Monday, July 07, 2008

Google Toolbar data and the actual surfer model

There were a few interesting developments in the past couple weeks from Google that appear to relate to their ability to track much of the movements on the web.

As MG Siegler from VentureBeat noted, among many others, Google Trends now offers a feature that shows the traffic many websites get, much like Alexa does using data from the Alexa toolbar. The new functionality also shows similar pages and queries, people who visited site X also visited Y and people who visited site X also searched for Y.

Danny Sullivan, when talking about similar features Google launched in a new tool called Google Ad Planner, wrote:
I specifically asked ... [if] the [Google] toolbar is NOT [being used], and [a] "secret sauce" reply ... is all I got.

That makes me think that toolbar data IS being used. In particular, the focus on Google Analytics data feels like a sideshow. Google can't rely on Google Analytics as a core data source for this information, because of the simple reason that not every site runs it. In contrast, using Google Toolbar data would give them a nearly complete sample of all sites out there.
Erick Schonfeld at TechCrunch followed up with a post, "Is Google Ad Planner Getting Its Data From The Google Toolbar?

There isn't much new about using this data in the way Google Trends has revealed. Alexa and others have been doing it with their toolbars for many years. What is new is that Google Toolbar is installed much more widely, including on every Dell computer and in every installation of Adobe Flash.

I have no information about whether Google is using their toolbar data, but I have a hard time believing they could resist it. Not only can it be used for things like Google Trends, but it could have a dramatic impact in core web search.

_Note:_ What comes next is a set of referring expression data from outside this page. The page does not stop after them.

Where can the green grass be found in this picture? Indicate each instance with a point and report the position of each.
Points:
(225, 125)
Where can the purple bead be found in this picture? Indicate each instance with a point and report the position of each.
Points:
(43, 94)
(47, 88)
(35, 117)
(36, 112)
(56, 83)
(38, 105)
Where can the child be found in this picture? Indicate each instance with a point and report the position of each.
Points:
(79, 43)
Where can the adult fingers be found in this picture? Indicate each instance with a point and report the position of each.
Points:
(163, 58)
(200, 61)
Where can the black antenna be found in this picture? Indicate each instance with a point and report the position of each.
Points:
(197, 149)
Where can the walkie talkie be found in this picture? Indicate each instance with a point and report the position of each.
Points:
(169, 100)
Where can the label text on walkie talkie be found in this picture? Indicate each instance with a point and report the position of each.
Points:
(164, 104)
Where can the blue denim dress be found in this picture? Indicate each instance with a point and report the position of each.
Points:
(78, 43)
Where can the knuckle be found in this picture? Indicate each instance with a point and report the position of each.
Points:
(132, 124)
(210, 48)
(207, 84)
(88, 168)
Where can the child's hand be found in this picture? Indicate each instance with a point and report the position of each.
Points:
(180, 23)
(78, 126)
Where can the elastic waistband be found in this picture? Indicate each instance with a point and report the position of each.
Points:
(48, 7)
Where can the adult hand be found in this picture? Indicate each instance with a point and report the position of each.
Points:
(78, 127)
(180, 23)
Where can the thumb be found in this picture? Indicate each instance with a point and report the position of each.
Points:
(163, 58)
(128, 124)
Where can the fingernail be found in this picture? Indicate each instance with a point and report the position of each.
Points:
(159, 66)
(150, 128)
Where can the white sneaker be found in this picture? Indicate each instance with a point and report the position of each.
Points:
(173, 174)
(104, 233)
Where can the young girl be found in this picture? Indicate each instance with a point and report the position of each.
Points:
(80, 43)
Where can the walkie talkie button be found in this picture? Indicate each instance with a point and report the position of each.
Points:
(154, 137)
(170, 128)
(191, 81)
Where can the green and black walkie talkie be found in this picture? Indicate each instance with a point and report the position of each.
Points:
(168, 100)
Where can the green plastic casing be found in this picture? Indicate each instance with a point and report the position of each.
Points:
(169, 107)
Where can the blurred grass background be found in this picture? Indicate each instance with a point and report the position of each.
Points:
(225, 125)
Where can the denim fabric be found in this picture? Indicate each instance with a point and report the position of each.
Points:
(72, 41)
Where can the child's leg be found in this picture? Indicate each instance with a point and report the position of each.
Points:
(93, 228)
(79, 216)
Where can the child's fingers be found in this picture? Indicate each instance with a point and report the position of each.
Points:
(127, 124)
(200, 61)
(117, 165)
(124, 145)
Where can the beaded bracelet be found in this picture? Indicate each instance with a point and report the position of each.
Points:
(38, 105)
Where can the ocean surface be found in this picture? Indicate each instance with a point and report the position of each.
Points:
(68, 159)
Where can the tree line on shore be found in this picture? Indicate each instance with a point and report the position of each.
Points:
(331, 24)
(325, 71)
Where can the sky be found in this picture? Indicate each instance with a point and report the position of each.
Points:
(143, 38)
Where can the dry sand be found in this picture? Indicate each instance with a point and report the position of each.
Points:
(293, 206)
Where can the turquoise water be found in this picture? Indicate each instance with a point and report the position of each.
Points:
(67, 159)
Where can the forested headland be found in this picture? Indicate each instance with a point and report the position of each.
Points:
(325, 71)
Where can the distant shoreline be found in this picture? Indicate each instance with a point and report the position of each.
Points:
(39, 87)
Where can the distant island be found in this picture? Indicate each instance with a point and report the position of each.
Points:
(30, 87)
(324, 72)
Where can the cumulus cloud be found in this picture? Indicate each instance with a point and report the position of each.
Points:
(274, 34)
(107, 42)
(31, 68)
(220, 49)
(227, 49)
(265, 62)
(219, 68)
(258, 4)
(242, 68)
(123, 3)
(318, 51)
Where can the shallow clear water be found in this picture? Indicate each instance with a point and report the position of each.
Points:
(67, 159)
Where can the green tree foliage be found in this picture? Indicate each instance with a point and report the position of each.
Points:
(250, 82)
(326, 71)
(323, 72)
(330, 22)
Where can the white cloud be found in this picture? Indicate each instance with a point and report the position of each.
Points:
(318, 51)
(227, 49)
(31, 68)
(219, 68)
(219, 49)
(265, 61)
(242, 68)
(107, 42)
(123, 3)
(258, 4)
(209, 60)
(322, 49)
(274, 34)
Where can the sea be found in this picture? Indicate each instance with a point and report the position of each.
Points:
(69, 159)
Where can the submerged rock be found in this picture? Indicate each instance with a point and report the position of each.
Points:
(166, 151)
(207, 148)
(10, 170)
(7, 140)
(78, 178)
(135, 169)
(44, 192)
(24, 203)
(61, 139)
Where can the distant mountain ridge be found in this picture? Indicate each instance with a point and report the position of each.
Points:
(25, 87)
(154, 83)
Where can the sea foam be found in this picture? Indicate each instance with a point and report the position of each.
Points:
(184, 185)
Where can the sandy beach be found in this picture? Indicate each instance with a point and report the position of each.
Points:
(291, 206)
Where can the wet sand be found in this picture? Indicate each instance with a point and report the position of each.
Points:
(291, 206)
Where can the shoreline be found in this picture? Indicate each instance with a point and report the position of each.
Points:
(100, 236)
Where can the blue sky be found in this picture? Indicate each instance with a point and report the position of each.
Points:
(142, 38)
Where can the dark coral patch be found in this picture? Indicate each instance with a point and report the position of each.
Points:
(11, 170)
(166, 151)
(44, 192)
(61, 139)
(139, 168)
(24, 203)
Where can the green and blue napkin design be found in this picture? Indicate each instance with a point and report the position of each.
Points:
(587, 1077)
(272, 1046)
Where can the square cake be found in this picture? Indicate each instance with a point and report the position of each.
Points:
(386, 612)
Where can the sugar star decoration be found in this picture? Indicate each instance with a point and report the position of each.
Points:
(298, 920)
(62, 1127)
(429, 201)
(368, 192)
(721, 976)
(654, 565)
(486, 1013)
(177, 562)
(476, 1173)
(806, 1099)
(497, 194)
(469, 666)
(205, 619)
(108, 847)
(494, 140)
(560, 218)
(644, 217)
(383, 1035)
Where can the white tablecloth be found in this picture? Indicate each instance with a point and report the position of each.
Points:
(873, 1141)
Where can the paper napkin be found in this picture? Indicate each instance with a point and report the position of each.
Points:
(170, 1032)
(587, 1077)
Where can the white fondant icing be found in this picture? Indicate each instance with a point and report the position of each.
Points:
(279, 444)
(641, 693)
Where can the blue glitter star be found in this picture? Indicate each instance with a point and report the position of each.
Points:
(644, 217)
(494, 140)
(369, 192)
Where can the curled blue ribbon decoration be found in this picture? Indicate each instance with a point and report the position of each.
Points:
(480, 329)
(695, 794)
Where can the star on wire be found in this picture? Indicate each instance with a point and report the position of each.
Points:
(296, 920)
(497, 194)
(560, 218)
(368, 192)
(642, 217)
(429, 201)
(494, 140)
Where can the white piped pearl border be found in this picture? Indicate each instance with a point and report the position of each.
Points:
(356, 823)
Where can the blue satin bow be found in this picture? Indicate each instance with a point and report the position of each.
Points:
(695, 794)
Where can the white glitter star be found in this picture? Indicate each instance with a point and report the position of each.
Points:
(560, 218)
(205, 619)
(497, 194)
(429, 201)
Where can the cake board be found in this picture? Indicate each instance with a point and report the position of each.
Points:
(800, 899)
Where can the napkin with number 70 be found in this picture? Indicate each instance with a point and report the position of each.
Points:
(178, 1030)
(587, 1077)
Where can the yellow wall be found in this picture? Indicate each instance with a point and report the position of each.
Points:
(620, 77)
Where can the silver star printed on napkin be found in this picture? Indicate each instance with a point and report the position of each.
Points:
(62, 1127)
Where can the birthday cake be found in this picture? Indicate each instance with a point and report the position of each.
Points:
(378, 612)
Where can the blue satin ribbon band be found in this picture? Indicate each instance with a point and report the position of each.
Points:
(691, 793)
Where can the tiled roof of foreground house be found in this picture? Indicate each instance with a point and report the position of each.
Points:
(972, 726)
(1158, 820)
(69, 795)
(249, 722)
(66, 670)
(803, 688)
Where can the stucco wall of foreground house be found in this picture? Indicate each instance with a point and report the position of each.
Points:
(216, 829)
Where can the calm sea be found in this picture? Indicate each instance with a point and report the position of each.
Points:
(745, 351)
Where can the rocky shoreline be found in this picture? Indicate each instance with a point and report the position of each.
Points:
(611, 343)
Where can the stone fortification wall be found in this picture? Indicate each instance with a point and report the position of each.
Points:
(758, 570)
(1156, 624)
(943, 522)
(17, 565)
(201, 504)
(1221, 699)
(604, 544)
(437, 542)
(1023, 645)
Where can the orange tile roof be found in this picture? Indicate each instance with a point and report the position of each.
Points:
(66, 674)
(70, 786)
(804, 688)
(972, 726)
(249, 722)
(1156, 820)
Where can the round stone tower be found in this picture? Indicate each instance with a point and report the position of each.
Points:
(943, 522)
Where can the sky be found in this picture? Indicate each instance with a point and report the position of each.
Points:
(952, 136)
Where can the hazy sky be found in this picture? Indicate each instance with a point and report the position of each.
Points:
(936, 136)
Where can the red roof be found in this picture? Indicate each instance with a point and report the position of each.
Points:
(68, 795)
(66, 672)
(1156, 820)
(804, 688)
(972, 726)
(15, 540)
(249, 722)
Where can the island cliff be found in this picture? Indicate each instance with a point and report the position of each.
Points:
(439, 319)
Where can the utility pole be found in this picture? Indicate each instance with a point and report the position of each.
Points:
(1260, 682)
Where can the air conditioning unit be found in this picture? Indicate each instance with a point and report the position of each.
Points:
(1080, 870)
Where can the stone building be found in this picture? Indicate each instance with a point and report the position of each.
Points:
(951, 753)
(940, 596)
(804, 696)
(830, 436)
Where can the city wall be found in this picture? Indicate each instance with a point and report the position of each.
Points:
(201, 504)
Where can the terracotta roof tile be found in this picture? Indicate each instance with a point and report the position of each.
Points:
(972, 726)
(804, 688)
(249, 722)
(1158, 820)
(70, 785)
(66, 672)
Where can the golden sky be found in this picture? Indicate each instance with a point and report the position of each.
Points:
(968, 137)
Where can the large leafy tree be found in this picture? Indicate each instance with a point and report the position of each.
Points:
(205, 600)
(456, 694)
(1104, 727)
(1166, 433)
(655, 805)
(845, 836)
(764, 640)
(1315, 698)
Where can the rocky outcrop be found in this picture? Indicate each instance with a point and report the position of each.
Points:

PageRank, the original core of Google's search relevance, is an analysis of the links between websites that simulates someone randomly surfing across the links, the so-called random surfer model.

With toolbar data, you no longer needs this approximation of a random surfer model. You have the actual surfer model.

You know exactly how people move across the web. You know which sites are popular and which sites are never visited. You know which links are traversed and how often. You know everything about where people go and what people want.

Data like that should allow tremendous advances in relevance. It is hard for me to believe that Google would not be using their toolbar data, not just for Google Trends, but also in search and advertising.

Please see also my earlier post, "Ranking using Indiana University's user traffic", which discusses a paper from WSDM 2008 that attempts to supplement the PageRank random surfer model with an actual surfer model.

12 comments:

jeremy Pickens said...

..including on every Dell computer and in every installation of Adobe Flash.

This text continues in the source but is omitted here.